If you’re trying to help your clients go microwave-free, we've got the best tips on how to reheat food without one. If they can't envision their lives without a microwave, pass along these tips for how to survive if they ever have to replace a broken one!

Reheat Food Without Microwave

1. Reheat most food the same way it was cooked.

One rule of thumb is to warm up your food the same way it was initially made. For instance, soups and saucy dishes can stay in their initial pots. Baked goods, roasted chicken, veggies and casseroles also warm up well in the oven again. If you're worried about food drying out in the oven, try covering with foil or portioning out leftovers into meal-size tinfoil packets.

2. Simmer with a bit of liquid to prevent burning.

Reheating soups, stews and saucy dishes in a pot is super easy, but not so much for things like fried rice or stir-frys that are prone to sticking. Don't be afraid to add some liquid. I find olive oil, coconut oil, almond milk, chicken or vegetable broth, or even water work extremely well. Add a few tablespoons at a time, cook over low-medium heat and stir frequently.

3. Steam foods that tend to get sticky, like rice and pasta.

Steaming is a surprisingly efficient way to bring those cold, dry leftovers back to life.

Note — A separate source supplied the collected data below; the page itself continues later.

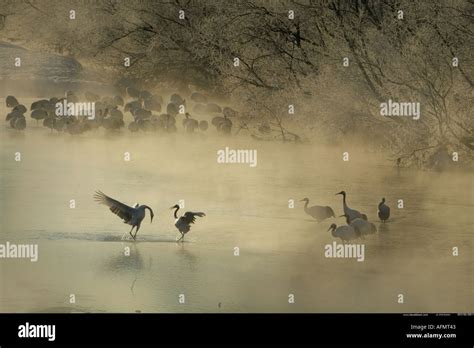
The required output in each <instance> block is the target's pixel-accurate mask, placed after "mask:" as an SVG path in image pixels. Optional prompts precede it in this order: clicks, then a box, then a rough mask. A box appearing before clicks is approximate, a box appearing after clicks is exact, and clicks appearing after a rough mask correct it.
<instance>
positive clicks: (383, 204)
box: [379, 198, 390, 222]
mask: <svg viewBox="0 0 474 348" xmlns="http://www.w3.org/2000/svg"><path fill="white" fill-rule="evenodd" d="M389 217H390V207H389V206H388V205H386V204H385V198H382V202H380V203H379V219H380V221H382V222H385V221H387V220H388V218H389Z"/></svg>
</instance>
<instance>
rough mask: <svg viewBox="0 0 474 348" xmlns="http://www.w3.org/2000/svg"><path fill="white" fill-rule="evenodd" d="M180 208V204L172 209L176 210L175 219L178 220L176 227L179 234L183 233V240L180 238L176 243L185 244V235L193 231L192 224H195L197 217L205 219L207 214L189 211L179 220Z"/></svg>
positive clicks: (171, 208)
mask: <svg viewBox="0 0 474 348" xmlns="http://www.w3.org/2000/svg"><path fill="white" fill-rule="evenodd" d="M179 208H180V206H179V205H178V204H175V205H174V206H172V207H171V208H170V209H175V211H174V218H175V219H176V223H175V224H174V225H175V226H176V228H177V229H178V231H179V233H181V238H179V239H178V240H177V241H176V242H179V241H181V240H182V241H183V242H184V235H185V234H186V233H188V232H189V230H190V229H191V224H194V222H195V221H196V216H199V217H203V216H206V214H204V213H202V212H198V213H193V212H192V211H187V212H186V213H184V215H183V216H181V217H179V218H178V210H179Z"/></svg>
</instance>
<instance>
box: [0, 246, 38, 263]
mask: <svg viewBox="0 0 474 348" xmlns="http://www.w3.org/2000/svg"><path fill="white" fill-rule="evenodd" d="M0 259H30V261H31V262H36V261H38V244H13V243H10V242H6V243H5V244H0Z"/></svg>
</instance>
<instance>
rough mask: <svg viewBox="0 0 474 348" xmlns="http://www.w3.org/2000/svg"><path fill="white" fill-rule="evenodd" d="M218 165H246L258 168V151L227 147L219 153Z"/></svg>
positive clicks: (218, 157) (247, 149)
mask: <svg viewBox="0 0 474 348" xmlns="http://www.w3.org/2000/svg"><path fill="white" fill-rule="evenodd" d="M217 163H244V164H248V165H249V166H250V167H252V168H253V167H256V166H257V150H249V149H238V150H235V149H229V147H227V146H226V148H225V149H221V150H218V151H217Z"/></svg>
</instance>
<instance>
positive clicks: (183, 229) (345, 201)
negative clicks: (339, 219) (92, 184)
mask: <svg viewBox="0 0 474 348" xmlns="http://www.w3.org/2000/svg"><path fill="white" fill-rule="evenodd" d="M336 195H342V197H343V199H342V208H343V210H344V214H343V215H341V216H340V217H345V218H346V223H347V225H343V226H339V227H338V226H337V225H336V224H334V223H333V224H331V226H330V227H329V229H328V231H331V234H332V236H333V237H334V238H340V239H341V240H342V241H343V242H346V241H350V240H354V239H358V238H364V236H366V235H370V234H374V233H375V232H377V228H376V227H375V225H374V224H373V223H372V222H369V221H368V220H367V215H365V214H362V213H360V212H359V211H358V210H355V209H351V208H349V206H348V205H347V202H346V192H345V191H341V192H338V193H336ZM94 199H95V200H96V201H97V202H98V203H100V204H104V205H106V206H108V207H109V209H110V211H111V212H112V213H114V214H115V215H117V216H118V217H120V218H121V219H122V220H123V222H124V223H126V224H128V225H131V226H132V228H131V230H130V232H129V234H130V236H131V238H132V239H133V240H136V237H137V233H138V231H139V230H140V225H141V223H142V221H143V219H144V218H145V215H146V210H148V211H149V212H150V218H151V219H150V223H151V222H153V216H154V213H153V210H152V209H151V208H150V207H149V206H147V205H139V204H138V203H137V204H135V205H134V206H133V207H130V206H128V205H126V204H124V203H122V202H119V201H118V200H115V199H113V198H111V197H109V196H107V195H105V194H104V193H103V192H101V191H97V192H96V193H95V194H94ZM301 201H302V202H305V205H304V211H305V213H306V214H308V215H310V216H311V217H313V218H314V219H316V220H317V221H318V222H321V221H323V220H325V219H327V218H330V217H336V215H335V214H334V210H333V209H332V208H331V207H328V206H319V205H315V206H312V207H308V204H309V199H308V198H304V199H302V200H301ZM170 209H174V214H173V215H174V218H175V220H176V222H175V227H176V228H177V229H178V231H179V233H181V238H179V239H177V242H179V241H183V242H184V235H185V234H186V233H188V232H189V231H190V230H191V224H194V223H195V222H196V217H204V216H206V214H205V213H203V212H191V211H187V212H186V213H184V215H182V216H181V217H178V211H179V209H180V206H179V205H178V204H176V205H174V206H172V207H171V208H170ZM378 217H379V219H380V221H382V222H383V223H385V222H386V221H387V220H388V218H389V217H390V207H388V206H387V205H386V204H385V198H382V201H381V202H380V203H379V205H378ZM134 228H135V234H133V233H132V232H133V229H134ZM125 234H126V233H125ZM125 234H124V235H123V236H122V239H123V238H124V236H125Z"/></svg>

If you don't own a steamer or steaming basket, you can even elevate a heat-safe container in a covered pot of boiling water (i.e. Pyrex container, pie pan, foil pan, etc.). Just be sure to elevate it using the ring from a mason jar lid. This works well for vegetables, rice, quinoa and plain pasta.

Shrimp Fried Rice

4. Repurpose leftovers to create a new dish.

Use and warm up your leftover ingredients in new recipes. Leftover brown rice or quinoa can be used in fried rice, stir-fry or even added to soup. Leftover roast or chicken would be perfect in soup, sandwiches or stir-fried with veggies.

5. Get a toaster oven instead of a new microwave.

If you're thinking of investing in a new appliance, it should be a toaster oven. Perfect for smaller dishes like leftovers and cooking in hot summer weather. You also save some time not having to preheat a larger oven. Most foods that retain their shape such as casseroles, lasagna and pizza, warm up beautifully in the toaster oven.

6. No toaster oven? Use your oven broiler for a quick blast.

Whether it's chicken fingers, slices of bread or assorted veggies, the broiler is a quick and efficient way to re-crisp some of your favourite foods. Just keep a close eye for burning!

7. Consider investing in a portable crock-pot.

This might be the perfect solution for all your work lunches. Evenly reheated home-cooked meal ready by lunchtime? We've yet to try it but our members have highly recommended something like this.

Reheat Food Without Microwave

8. Invest in oven-safe storage containers.

There's nothing easier than taking your container of leftovers straight out of the fridge and right into the oven. Try storing your leftover foods in separate containers if they require different methods of reheating. For instance, my container of quinoa would go directly into my steamer while my container of roasted chicken is placed in the toaster oven.